Experimental Methods

Synthesis of Ag Ag-DNAs were synthesized by mixing DNA oligomers (Integrated DNA Technologies) with AgNO3 in a 10 mM NH4OAc solution, followed by partially reducing the silver content with a 0.5 ratio of NaBH4. Final concentrations were 25 μM DNA, 100 μM AgNO3, and 50 μM NaBH4 for 800-Ag-DNA and 35 μM DNA, 10 mM NH4OAc, 175 μM AgNO3, and 87.5 μM NaBH4 for 760-Ag-DNA. Samples were stored in the dark at 4 °C until purification by high performance liquid chromatography (HPLC) (details in the SI) and then exchanged into 10 mM NH4OAc before further characterization.

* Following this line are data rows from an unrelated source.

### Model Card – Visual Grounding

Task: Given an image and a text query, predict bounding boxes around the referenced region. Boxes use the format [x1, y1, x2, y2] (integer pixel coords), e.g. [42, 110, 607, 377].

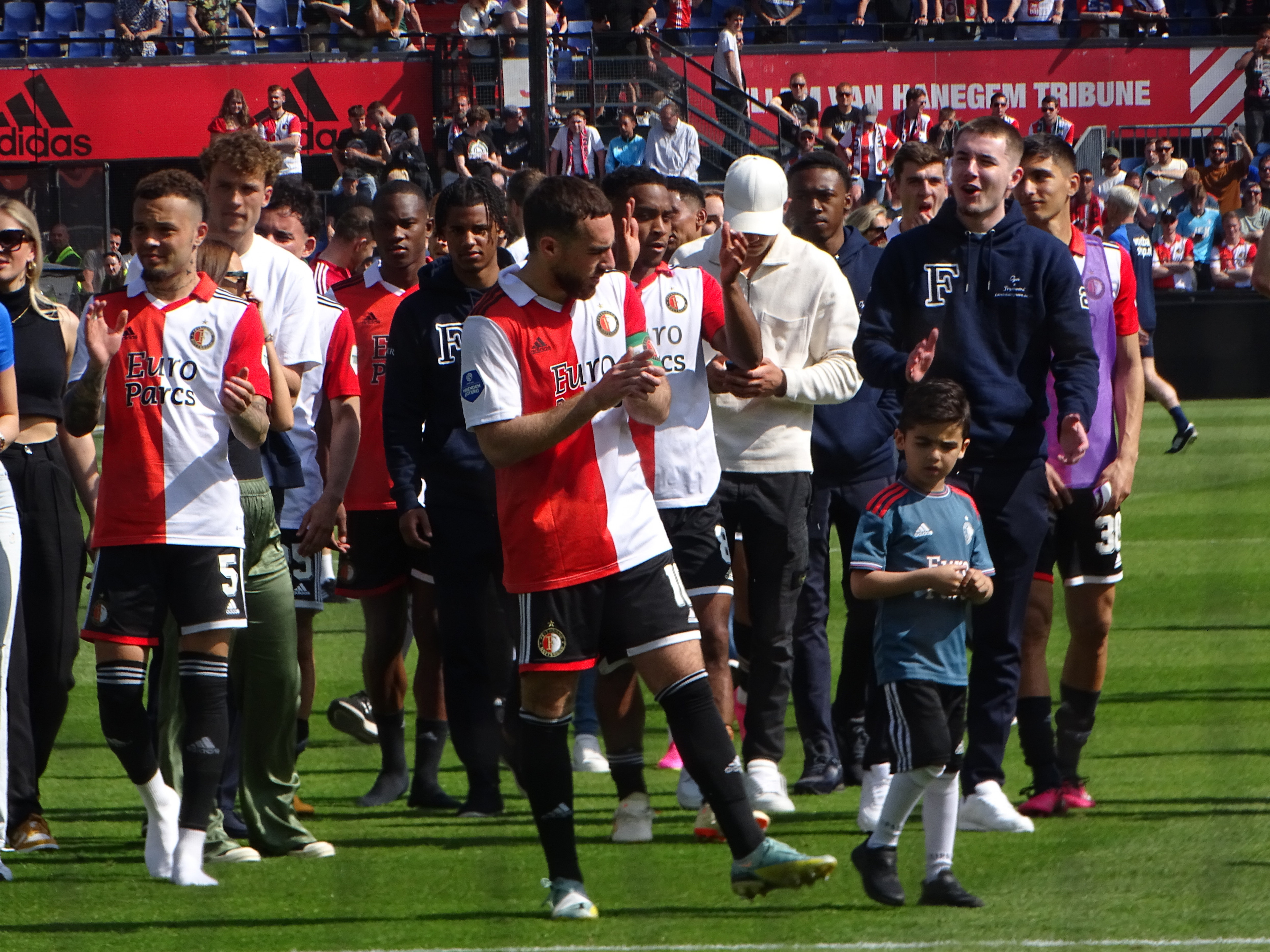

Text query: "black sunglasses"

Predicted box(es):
[0, 228, 32, 251]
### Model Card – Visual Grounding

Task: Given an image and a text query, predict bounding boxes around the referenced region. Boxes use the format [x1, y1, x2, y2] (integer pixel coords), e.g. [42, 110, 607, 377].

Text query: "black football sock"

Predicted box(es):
[296, 717, 309, 757]
[357, 708, 410, 806]
[1054, 684, 1102, 781]
[520, 710, 582, 882]
[608, 745, 648, 800]
[1016, 694, 1063, 793]
[97, 661, 159, 784]
[177, 651, 230, 830]
[656, 669, 763, 859]
[414, 717, 449, 789]
[1168, 405, 1190, 433]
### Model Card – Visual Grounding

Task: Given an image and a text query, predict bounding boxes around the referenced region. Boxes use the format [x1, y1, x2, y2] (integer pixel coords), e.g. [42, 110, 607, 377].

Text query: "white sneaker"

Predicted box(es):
[956, 781, 1036, 833]
[612, 793, 655, 843]
[573, 734, 608, 773]
[856, 764, 890, 833]
[203, 847, 260, 863]
[674, 771, 706, 810]
[287, 839, 335, 859]
[745, 758, 796, 813]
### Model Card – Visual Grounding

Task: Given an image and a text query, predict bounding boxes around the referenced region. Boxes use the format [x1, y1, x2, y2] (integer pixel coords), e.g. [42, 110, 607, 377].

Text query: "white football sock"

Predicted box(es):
[869, 767, 944, 849]
[922, 773, 960, 882]
[135, 771, 180, 880]
[171, 826, 218, 886]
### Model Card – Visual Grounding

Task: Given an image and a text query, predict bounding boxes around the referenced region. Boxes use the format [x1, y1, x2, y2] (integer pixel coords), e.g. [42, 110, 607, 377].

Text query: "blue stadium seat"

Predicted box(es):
[44, 0, 79, 34]
[4, 0, 36, 37]
[27, 33, 62, 60]
[230, 27, 255, 56]
[253, 0, 291, 33]
[84, 0, 113, 36]
[805, 13, 842, 43]
[66, 29, 103, 60]
[265, 23, 304, 53]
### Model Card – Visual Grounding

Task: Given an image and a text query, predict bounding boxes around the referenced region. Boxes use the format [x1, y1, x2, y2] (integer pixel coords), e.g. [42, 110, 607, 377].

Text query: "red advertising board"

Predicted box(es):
[0, 60, 432, 163]
[701, 43, 1245, 132]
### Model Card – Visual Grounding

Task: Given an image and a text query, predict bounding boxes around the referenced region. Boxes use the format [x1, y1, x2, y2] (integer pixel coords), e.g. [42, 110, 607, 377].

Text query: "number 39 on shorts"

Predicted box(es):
[1093, 513, 1120, 555]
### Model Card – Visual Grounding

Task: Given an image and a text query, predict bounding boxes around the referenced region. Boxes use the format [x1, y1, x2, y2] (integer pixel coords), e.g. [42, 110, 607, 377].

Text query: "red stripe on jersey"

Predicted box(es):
[949, 485, 979, 515]
[869, 482, 908, 515]
[334, 277, 406, 512]
[321, 307, 362, 400]
[93, 291, 168, 546]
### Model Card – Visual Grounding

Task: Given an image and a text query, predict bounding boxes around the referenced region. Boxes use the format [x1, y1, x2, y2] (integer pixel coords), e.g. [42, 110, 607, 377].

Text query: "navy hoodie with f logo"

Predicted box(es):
[855, 198, 1099, 463]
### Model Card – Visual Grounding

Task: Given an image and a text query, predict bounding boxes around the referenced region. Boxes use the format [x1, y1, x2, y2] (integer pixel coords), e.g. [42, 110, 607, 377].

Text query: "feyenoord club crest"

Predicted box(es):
[596, 311, 622, 337]
[538, 622, 565, 657]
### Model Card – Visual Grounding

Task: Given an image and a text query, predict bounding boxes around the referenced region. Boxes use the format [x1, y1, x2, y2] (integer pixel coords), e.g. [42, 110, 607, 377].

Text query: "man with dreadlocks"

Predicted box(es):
[384, 178, 514, 816]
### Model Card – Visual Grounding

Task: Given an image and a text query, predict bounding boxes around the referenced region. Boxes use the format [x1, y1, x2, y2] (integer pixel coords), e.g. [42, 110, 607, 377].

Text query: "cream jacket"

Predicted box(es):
[674, 226, 860, 472]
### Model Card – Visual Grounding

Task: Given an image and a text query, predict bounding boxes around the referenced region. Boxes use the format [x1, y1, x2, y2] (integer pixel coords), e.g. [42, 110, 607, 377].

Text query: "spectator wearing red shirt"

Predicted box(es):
[888, 86, 931, 145]
[1208, 212, 1257, 288]
[1072, 169, 1102, 237]
[989, 93, 1024, 136]
[1077, 0, 1124, 37]
[1033, 97, 1076, 146]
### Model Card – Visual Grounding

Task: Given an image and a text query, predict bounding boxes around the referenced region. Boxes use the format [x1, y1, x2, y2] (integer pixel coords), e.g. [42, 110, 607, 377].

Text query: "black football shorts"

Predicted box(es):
[516, 552, 701, 671]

Optical Characterization. Steady-state absorbance and emission spectra were recorded using a thermoelectrically cooled, fiber-coupled spectrometer (Ocean Optics QE65000). Absorbance spectra were collected using a DH-Mini (Ocean Insight) deuterium and tungsten halogen UV–vis–NIR light source. Fluorescence spectra were collected using a UV LED for universal UV excitation[21] and an HPX-2000 xenon lamp (Ocean Insight) coupled with a Monoscan 2000 monochromator (Ocean Optics) for visible excitation. Time-resolved emission measurements were carried out with a FluoTime300 instrument from PicoQuant (see the SI for details). Circular dichroism (CD) measurements were performed on a Jasco J-810 CD spectrometer.

Mass Spectrometry. Electrospray ionization mass spectrometry (ESI-MS) was performed with a Waters Xevo G2-XS QTof. Samples were directly injected at 10 μL/min in negative ion mode with a 2 kV capillary voltage, 30 V cone voltage, and no collision energy. Spectra were collected from 1000 to 4000 m/z and integrated for 1 s. Source and desolvation temperatures were 80 and 150 °C, respectively. Gas flows were 45 L/h for the cone and 450 L/h for the desolvation. Samples were injected with 50 mM NH4OAc–MeOH (80:20) solution at pH 7 (for 760-Ag-DNA, the solution also contained 0.1% HCOOH). Determination of the nanocluster size and charge was performed by fitting the calculated isotopic distribution of the Ag-DNA to the experimental spectra (details in the SI). Calculated isotopic distributions were obtained from MassLynx using the chemical formula and corrected for the overall positive charge (oxidation state) of the complex.[2]